Önce somut verileri alt alta koyalım, bu verilerin yorumu arkasından gelsin.
Şanghay Jiao Tong Üniversitesi 2003 senesinden bugüne dünyanın en başarılı üniversiteler sıralamasını yayınlıyor.
Bu sıralamada itiraz debileceğiniz kritzerler olabilir ama marjinaldir, dünyanın tüm saygın kurumları bu sıralamayı ciddiye alıyorlar.
Sıralama genel akademik başarı (ARWU) üzerinden de, farklı dallardaki başarılar üzerinden de yapılıyor.
Ben aşağıda sizlere daha üç gün önce yayınlanan Academic Ranking of World Universities (ARWU) 2013 üzerinden küçük bir yorum yapacağım.
Sıralama Harvard, Stanford, MIT, Berkeley, Cambridge, Princeton, California Teknoloji Enstitüsü, Colombia, Şikago, Oxford, Yale, .... üniversiteleri olarak başlıyor ve devam ediyor.
İlk yirmi üniversitenin on yedisi ABD, ikisi Birleşik Krallık (İngiltere), biri de İsviçre üniversitesi.
Yirmi birinci sırada da bir Japonya üniversitesi var.
İkinci yirmi üniversite de, yine bir Japon üniversitesi, Kyoto Üniversitesi dışında, çok ağırlıklı olarak ABD, az sayıda da Avrupa üniversitesinden oluşuyor.
Daha aşağıdaki sıralamada da durum hep böyle.
2013 üniversiteler sıralamasına önce çok ağırlıklı, adeta tekel olarak ABD, arkadan da İngiltere hakim.
Bu durum 21. Yüzyılda bilim üretmede, yenilikçilikte, bilimi üretime yansıtmada ABD’nin ve bir parça da İngiltere ve başka Avrupa ülkelerinin öncü olacağını çok net olarak gösteriyor.
Üniversite meselesini şimdilik bir kenara koyalım ve dünyanın en büyük şirketleri sıralamasına geçelim.
Fortune dergisinin 1950’de, 1960’da, 1995’de yaptığı en büyük şirketler sıralamalarında her zaman çok büyük olan petrol şirketleri mesela Exxon, Chevron dışında, General Motors, General Electric, Ford, Chrysler, AT&T, IT&T gibi şirketler hep en öndeler (idi).
Ancak, 2000’li senelerde, Fortune’un 2014’de yayınladığı marka değerleri bazında büyük şirketler sıralamasında artık bu eski devleri değil Apple’ı, Microsoft’u, Verizon’u, Google’ı görüyoruz.

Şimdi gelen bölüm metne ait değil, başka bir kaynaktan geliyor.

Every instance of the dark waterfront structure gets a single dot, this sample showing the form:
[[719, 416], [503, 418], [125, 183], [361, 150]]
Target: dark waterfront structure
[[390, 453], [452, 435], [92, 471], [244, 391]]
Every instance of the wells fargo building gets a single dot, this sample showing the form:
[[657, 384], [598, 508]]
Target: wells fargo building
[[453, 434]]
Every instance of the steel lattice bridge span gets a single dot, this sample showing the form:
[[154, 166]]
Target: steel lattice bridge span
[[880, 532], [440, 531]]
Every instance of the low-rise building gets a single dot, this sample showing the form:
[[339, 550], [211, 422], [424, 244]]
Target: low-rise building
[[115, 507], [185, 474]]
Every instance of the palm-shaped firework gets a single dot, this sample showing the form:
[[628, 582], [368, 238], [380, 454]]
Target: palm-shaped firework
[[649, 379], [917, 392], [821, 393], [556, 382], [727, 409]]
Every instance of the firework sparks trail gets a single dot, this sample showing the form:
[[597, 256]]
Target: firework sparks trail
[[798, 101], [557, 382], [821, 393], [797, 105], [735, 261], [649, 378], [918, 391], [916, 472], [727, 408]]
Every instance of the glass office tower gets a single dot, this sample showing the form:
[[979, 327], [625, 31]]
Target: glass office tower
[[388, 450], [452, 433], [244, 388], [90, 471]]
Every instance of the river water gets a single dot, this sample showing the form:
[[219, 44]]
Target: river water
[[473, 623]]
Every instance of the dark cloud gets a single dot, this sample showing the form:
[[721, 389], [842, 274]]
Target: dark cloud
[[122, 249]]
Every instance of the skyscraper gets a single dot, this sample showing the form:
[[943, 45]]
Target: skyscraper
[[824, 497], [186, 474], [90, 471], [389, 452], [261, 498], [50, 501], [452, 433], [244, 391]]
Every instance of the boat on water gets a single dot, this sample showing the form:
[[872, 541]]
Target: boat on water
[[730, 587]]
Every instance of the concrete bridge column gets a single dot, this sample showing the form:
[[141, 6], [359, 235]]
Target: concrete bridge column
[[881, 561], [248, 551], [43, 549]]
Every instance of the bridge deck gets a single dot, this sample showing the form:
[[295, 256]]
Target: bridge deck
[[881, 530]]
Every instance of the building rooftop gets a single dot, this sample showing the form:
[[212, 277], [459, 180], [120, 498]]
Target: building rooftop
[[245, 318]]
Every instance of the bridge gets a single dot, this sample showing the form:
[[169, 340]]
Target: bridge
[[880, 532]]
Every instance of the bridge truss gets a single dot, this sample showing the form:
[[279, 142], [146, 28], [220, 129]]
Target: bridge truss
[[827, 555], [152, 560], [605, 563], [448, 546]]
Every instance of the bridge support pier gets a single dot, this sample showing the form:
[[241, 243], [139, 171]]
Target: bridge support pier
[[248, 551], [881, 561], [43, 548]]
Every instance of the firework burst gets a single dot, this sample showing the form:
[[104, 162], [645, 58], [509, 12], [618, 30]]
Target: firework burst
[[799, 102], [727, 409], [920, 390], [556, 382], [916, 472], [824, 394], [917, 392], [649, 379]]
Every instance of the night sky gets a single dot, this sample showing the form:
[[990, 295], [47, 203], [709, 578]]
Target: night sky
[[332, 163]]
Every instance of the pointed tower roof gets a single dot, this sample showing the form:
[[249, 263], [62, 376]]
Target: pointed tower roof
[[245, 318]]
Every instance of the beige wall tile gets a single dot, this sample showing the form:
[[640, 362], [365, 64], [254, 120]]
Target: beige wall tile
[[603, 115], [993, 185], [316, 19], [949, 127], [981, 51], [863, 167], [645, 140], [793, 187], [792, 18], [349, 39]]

Henüz bu sıralamada olmayan WhatsApp’ın piyasa değeri 20 milyar dolar ve Türkiye’de bu fiyatın yanına yaklaşan şirket yok.
Bu şirketler, 2014’de öne çıkanlar, yaklaşık sıfır sabit sermaye yatırımı ile kurulmuşlar ama dünyanın en büyük şirketler sıralamasında en baştalar artık.

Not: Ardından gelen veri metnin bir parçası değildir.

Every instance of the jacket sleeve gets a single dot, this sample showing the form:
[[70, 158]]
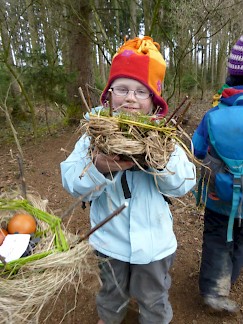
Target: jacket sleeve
[[75, 179], [178, 177]]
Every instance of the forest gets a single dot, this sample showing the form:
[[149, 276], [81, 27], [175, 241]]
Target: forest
[[54, 61]]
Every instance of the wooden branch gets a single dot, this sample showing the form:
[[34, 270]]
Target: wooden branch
[[110, 102], [107, 219], [83, 98], [22, 178], [176, 110], [79, 200]]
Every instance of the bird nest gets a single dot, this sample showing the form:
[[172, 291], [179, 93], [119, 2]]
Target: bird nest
[[143, 139], [59, 259]]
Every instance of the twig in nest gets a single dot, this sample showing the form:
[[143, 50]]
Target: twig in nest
[[2, 259], [176, 110], [22, 178], [110, 102], [87, 89], [180, 118], [107, 219], [83, 98], [79, 200]]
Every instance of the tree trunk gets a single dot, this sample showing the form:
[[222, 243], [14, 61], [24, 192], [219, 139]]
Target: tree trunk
[[80, 52]]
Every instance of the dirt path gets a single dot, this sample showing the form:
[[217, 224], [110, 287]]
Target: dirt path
[[43, 175]]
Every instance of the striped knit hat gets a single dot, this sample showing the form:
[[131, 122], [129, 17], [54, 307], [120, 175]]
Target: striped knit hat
[[235, 62], [140, 59]]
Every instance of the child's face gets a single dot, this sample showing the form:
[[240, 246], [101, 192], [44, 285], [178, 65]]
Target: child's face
[[139, 101]]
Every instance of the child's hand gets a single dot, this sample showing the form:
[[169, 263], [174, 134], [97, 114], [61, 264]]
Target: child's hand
[[110, 163]]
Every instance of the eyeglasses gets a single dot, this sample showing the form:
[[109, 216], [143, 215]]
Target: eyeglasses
[[123, 92]]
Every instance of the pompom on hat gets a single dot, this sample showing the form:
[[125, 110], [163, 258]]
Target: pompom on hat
[[140, 59], [235, 62]]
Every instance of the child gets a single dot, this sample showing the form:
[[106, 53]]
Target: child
[[139, 244], [222, 259]]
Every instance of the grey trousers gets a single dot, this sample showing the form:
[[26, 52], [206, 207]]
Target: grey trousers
[[147, 283]]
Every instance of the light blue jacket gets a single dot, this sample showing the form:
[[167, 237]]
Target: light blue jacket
[[142, 232]]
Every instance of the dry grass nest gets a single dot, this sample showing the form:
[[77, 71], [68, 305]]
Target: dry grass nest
[[57, 261], [143, 139]]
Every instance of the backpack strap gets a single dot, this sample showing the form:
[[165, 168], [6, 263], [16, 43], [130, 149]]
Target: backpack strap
[[236, 205]]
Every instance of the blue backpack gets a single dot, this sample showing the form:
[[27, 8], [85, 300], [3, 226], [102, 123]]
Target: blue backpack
[[225, 128]]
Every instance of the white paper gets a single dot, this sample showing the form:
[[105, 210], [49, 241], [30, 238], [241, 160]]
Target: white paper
[[14, 246]]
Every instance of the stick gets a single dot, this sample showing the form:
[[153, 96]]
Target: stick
[[110, 102], [22, 178], [83, 98], [79, 200], [87, 89], [176, 110], [107, 219], [180, 118]]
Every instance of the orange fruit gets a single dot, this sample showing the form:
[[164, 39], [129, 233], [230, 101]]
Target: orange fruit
[[22, 224], [3, 234]]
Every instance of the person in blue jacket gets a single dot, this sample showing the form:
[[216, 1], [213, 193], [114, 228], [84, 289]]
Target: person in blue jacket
[[139, 244], [221, 260]]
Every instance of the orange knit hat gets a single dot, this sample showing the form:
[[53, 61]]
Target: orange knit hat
[[140, 59]]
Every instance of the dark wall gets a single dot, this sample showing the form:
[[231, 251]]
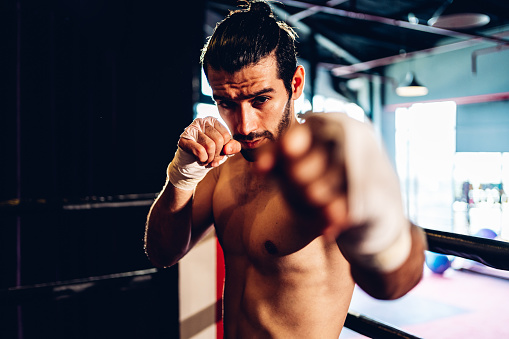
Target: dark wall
[[94, 95]]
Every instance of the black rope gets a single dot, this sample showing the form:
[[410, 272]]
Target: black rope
[[373, 328]]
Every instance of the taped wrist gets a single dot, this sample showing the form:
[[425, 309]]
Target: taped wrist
[[185, 172], [381, 239]]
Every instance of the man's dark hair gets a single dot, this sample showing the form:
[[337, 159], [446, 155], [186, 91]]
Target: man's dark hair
[[246, 36]]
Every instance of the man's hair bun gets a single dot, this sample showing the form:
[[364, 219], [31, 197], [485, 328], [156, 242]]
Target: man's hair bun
[[260, 7]]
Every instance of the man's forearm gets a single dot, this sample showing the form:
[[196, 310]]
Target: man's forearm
[[168, 229], [396, 283]]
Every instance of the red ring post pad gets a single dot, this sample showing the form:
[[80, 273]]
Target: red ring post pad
[[493, 253]]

21. yüzyılda en büyük refahı, zenginliği de bu şirketler yaratacaklar.
Bu tür şirketlerin doğması, gelişmesi, yenilerinin piyasaya girmesi de yaratıcı beşeri sermaye yani çok iyi, şartlanmaya dayanmayan bir eğitim-üretim süreci gerektiriyor.
Yani dünyanın en büyük, en iyi üniversitelerini gerektiriyor.
Bu üniversiteler de şimdilik ABD’de, İngiltere’de ve orta vadede de orada olacaklar.
Bu durum değişmediği sürece de dünyanın en büyük zenginliğini yine bu üniversitelerin olduğu ülkeler üretecekler.
En başarılı çinli beyinlerin ABD’de okuması durumu değiştirmez, şayet en başarılı amerikalılar Çin’e doktora yapmaya gitmeye başlarlarsa o zaman yeni bir durumla karşı karşıya kalabiliriz belki.
21. Yüzyıl’da zenginlik, refah, demokrasi üretimi Doğu’ya kayacak diyenlere gerçekten şaşıyorum, bu yanlış değerlendirme olsa olsa kökleri derinlerde bir batı düşmanlığının, eleştirisi demiyorum, sonucu olsa gerek.